In der Praxis funktionierte das allerdings nicht so zuverlässig, wie ich es mir vorgestellt hatte. Je nach Beitrag gab es Probleme mit Formatierungen, Bildern, HTML-Strukturen oder anderen Joomla-spezifischen Eigenheiten. Eine automatisierte Migration hätte anschließend ohnehin eine umfangreiche Nachbearbeitung erfordert.

Irgendwann stellte sich deshalb die Frage: Wie viel Zeit spare ich durch die Automatisierung?

Die Antwort war in meinem Fall: Nicht besonders viel.

Manuelle Migration

Ich entschied mich deshalb für die vermeintlich altmodische Variante und portierte jeden relevanten Beitrag einzeln per Hand.

Der alte Joomla-Blog lief dabei innerhalb der VM und diente mir als Referenz. Parallel dazu legte ich die entsprechenden Kategorien und Beiträge im neuen WordPress-Blog neu an. Dabei übernahm ich nicht einfach den alten HTML-Code, sondern nutzte die Gelegenheit, die Inhalte direkt aufzuräumen.

Je nach Artikel bedeutete das beispielsweise:

  • Texte und Formatierungen übernehmen
  • Überschriften neu strukturieren
  • Bilder übertragen
  • Links überprüfen
  • Codeblöcke neu formatieren
  • Veraltete Informationen korrigieren oder entfernen
  • Darstellung an das aktuelle WordPress-Theme anpassen

Das dauerte natürlich länger als ein erfolgreicher automatischer Import. Dafür hatte ich anschließend jeden einzelnen Artikel noch einmal in der Hand.

Gerade bei technischen Artikeln, die teilweise fast zehn Jahre alt sind, war das letztlich sogar ein Vorteil.

Fazit

Das Projekt hat mir noch einmal gezeigt, dass ein vorhandenes Backup nicht automatisch bedeutet, ein altes System Jahre später problemlos wiederherstellen zu können.
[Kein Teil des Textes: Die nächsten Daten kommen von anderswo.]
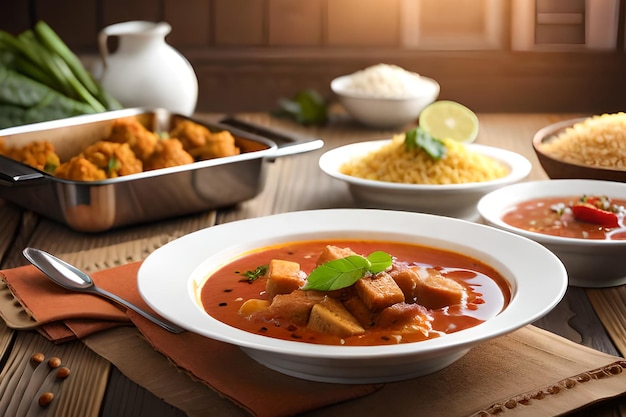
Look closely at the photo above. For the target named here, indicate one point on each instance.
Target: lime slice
(446, 119)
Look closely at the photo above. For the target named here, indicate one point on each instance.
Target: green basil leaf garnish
(418, 138)
(343, 272)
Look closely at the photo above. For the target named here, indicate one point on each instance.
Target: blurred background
(491, 55)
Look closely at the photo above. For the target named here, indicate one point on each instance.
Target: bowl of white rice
(385, 96)
(584, 148)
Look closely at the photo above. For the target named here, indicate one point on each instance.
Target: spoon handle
(161, 322)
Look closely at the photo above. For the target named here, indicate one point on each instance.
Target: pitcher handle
(103, 46)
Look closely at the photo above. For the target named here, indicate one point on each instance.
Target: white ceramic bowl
(172, 276)
(454, 200)
(385, 112)
(590, 263)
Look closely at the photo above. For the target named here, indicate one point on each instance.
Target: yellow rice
(394, 163)
(596, 141)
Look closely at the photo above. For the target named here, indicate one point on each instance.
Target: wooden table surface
(574, 318)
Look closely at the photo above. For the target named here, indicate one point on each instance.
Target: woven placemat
(610, 306)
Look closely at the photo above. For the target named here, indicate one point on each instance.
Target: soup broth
(227, 288)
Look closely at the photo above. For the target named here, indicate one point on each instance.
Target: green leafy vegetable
(256, 274)
(418, 138)
(307, 107)
(42, 79)
(343, 272)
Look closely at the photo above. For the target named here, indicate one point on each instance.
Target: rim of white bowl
(337, 86)
(330, 162)
(491, 207)
(158, 286)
Neben den eigentlichen Daten müssen auch die passenden Rahmenbedingungen rekonstruierbar sein. Dazu gehören Installationsdateien, Betriebssystem sowie kompatible Versionen aller Software-Komponenten und -Pakete. Dabei dürfen auch deren Abhängigkeiten nicht vergessen werden, die beispielsweise unter Linux bei der ursprünglichen Installation automatisch über die Paketverwaltung installiert wurden.

Gerade bei älteren Systemen kann es schwierig werden, die damals verwendeten Versionen und die benötigten Abhängigkeiten überhaupt noch zu beschaffen.

Auch Update- und Migrationspfade sind nicht unbegrenzt verfügbar. Benötigte Zwischenversionen können verschwinden, Erweiterungen werden nicht mehr gepflegt oder ein ehemals unterstützter Upgrade-Pfad ist mit aktuellen Versionen nicht mehr möglich.

Ein Backup ist daher zwar eine wichtige Grundlage, garantiert aber nicht die langfristige Wiederherstellbarkeit eines Systems. Wer ein System über viele Jahre archivieren möchte, sollte deshalb nicht nur die Daten sichern, sondern auch die benötigten Installationsmedien, Softwarestände und Abhängigkeiten berücksichtigen.

In meinem Fall ließ sich die alte Joomla-Installation glücklicherweise noch einmal zum Leben erwecken und die relevanten Beiträge fanden anschließend ihren Weg in den neuen WordPress-Blog.